I've seen and used this pattern frequently.
Its benefit is to simplify memory management and thus avoid risk of memory leaks. All it takes is to free the malloc'ed block. With a secondary buffer, you'll need two free. However one should define and use a destructor function to encapsulate this operation so you can always change its behavior, like switching to secondary buffer or add additional operations to be performed when deleting the structure.
Access to array elements is also slightly more efficient but that is less and less significant with modern computers.
The code will also correctly work if memory alignment changes in the structure with different compilers as it is quite frequent.

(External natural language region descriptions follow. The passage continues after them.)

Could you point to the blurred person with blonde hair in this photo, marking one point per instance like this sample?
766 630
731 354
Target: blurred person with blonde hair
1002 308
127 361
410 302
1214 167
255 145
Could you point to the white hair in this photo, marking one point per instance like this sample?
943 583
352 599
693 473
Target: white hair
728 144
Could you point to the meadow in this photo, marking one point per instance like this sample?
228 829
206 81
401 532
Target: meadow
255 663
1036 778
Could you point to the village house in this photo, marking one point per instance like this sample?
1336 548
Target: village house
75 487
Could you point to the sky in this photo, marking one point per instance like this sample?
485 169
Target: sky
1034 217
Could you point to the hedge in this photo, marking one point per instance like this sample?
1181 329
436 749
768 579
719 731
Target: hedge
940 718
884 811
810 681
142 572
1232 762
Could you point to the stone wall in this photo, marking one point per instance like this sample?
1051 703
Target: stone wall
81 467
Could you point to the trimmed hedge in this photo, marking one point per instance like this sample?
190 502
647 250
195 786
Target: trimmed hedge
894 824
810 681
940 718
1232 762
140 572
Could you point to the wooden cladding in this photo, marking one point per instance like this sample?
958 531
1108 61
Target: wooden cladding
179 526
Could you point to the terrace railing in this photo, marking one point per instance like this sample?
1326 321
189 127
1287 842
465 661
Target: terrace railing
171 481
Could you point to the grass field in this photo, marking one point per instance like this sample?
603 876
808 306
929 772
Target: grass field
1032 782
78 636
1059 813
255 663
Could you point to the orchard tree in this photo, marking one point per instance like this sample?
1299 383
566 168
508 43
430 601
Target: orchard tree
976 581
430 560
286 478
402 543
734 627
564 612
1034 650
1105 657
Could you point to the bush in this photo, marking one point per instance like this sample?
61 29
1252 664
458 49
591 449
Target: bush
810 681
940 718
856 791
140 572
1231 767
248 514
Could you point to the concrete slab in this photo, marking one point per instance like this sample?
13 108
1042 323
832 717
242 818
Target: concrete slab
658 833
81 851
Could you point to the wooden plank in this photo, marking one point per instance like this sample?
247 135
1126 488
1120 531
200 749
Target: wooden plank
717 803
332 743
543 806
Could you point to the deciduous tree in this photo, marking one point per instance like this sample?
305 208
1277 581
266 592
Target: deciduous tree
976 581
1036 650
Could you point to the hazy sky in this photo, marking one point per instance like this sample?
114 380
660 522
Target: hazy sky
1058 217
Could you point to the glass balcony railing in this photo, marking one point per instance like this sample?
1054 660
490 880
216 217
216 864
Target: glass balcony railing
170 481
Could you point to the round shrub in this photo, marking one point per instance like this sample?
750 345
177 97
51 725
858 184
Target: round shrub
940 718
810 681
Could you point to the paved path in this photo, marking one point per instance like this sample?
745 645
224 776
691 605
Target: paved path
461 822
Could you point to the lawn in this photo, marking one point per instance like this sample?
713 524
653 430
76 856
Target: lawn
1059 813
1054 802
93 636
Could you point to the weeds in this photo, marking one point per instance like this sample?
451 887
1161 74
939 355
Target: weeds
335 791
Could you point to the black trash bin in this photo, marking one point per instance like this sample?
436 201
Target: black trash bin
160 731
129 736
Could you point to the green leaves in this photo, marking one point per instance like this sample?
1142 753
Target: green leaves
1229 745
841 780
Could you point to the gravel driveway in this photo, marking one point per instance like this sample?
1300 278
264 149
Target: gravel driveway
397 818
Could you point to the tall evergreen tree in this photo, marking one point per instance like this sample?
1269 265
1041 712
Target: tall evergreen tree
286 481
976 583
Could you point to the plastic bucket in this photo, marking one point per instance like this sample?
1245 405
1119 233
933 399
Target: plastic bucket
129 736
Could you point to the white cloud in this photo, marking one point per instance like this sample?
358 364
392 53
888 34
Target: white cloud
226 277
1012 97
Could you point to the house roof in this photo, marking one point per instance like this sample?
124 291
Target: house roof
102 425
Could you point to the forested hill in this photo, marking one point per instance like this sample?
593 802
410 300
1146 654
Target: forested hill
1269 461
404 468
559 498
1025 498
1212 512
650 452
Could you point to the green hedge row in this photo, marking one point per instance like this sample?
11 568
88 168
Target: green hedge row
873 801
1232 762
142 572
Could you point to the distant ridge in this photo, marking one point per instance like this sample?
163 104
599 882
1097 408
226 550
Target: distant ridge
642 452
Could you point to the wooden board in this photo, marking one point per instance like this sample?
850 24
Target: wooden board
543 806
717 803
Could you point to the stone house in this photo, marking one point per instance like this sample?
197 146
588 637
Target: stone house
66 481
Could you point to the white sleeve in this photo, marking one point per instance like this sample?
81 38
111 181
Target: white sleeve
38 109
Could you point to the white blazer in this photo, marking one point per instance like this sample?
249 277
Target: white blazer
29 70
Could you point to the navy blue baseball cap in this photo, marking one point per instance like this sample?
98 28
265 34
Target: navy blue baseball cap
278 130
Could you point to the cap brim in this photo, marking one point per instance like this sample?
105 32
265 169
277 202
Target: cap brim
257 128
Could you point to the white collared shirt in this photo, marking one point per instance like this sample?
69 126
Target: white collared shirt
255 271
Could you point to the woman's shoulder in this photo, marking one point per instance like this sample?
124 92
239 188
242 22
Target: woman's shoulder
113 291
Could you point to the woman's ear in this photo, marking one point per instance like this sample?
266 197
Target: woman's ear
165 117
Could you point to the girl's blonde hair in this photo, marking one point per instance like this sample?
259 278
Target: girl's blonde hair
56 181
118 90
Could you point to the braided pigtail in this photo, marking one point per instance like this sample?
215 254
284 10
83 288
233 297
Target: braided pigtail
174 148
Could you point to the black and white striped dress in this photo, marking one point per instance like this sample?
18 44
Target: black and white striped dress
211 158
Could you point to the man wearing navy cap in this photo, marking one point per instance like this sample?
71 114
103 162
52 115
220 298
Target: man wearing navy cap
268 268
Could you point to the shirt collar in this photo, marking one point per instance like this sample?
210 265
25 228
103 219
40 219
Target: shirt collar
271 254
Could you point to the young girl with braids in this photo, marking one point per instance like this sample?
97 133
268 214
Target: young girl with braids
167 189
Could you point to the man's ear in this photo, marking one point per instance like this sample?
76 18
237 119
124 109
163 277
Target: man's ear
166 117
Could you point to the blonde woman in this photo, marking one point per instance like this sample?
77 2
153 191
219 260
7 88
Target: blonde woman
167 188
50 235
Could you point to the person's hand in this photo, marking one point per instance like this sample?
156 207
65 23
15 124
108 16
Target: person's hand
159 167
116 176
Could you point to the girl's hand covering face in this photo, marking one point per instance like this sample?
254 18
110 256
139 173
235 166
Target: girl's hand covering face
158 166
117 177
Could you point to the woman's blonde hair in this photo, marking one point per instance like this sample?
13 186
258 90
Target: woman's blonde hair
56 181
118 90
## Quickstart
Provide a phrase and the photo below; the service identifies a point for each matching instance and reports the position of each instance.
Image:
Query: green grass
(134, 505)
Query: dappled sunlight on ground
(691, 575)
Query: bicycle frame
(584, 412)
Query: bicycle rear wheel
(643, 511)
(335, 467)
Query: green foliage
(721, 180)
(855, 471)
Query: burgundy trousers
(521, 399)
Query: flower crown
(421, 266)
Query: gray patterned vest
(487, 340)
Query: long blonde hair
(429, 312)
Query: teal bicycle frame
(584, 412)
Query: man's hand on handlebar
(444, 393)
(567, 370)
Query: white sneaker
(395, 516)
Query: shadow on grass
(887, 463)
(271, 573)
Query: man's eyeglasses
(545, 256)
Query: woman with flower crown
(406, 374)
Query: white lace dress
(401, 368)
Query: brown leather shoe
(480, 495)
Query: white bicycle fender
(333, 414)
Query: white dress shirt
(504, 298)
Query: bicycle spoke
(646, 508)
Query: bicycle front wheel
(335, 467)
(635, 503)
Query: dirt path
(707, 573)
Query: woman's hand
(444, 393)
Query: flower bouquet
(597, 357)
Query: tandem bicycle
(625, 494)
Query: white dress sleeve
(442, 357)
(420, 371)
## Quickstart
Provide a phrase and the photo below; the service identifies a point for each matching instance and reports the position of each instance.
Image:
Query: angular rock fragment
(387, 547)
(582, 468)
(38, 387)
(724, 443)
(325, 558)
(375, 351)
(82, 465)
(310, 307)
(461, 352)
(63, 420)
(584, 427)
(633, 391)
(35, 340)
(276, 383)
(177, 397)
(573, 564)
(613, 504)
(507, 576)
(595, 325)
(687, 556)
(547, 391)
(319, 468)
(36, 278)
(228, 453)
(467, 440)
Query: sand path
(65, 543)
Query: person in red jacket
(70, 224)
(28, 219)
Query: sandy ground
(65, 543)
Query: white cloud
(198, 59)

The only potential problem I see is if the compiler permutes the order of storage of the member variables because this trick requires that the package field remains last in the storage. I don't know if the C standard prohibits permutation.
Note also that the size of the allocated buffer will most probably be bigger than required, at least by one byte with the additional padding bytes if any.
Yes. malloc returns only a single pointer - how could it possibly tell a requester that it had allocated multiple discontiguous blocks to satisfy a request?
Would like to add that not is it common but I might also called it a standard practice because Windows API is full of such use.
Check the very common BITMAP header structure for example.
http://msdn.microsoft.com/en-us/library/aa921550.aspx
The last RBG quad is an array of 1 size, which depends on exactly this technique.
This common C trick is also explained in this StackOverflow question (Can someone explain this definition of the dirent struct in solaris?).
In response to your third question.
free always releases all the memory allocated at a single shot.
int* i = (int*) malloc(1024*2);
free(i+1024); // gives error because the pointer 'i' is offset
free(i); // releases all the 2KB memory
The answer to question 1 and 2 is Yes
About ugliness (ie question 3) what is the programmer trying to do with that allocated memory?
the thing to realize here is that malloc does not see the calculation being made in this
malloc(sizeof(ts_request_def) + (2 * 1024 * 1024));
Its the same as
int sz = sizeof(ts_request_def) + (2 * 1024 * 1024);
malloc(sz);
YOu might think that its allocating 2 chunks of memory , and in yr mind they are "the struct", "some buffers". But malloc doesnt see that at all.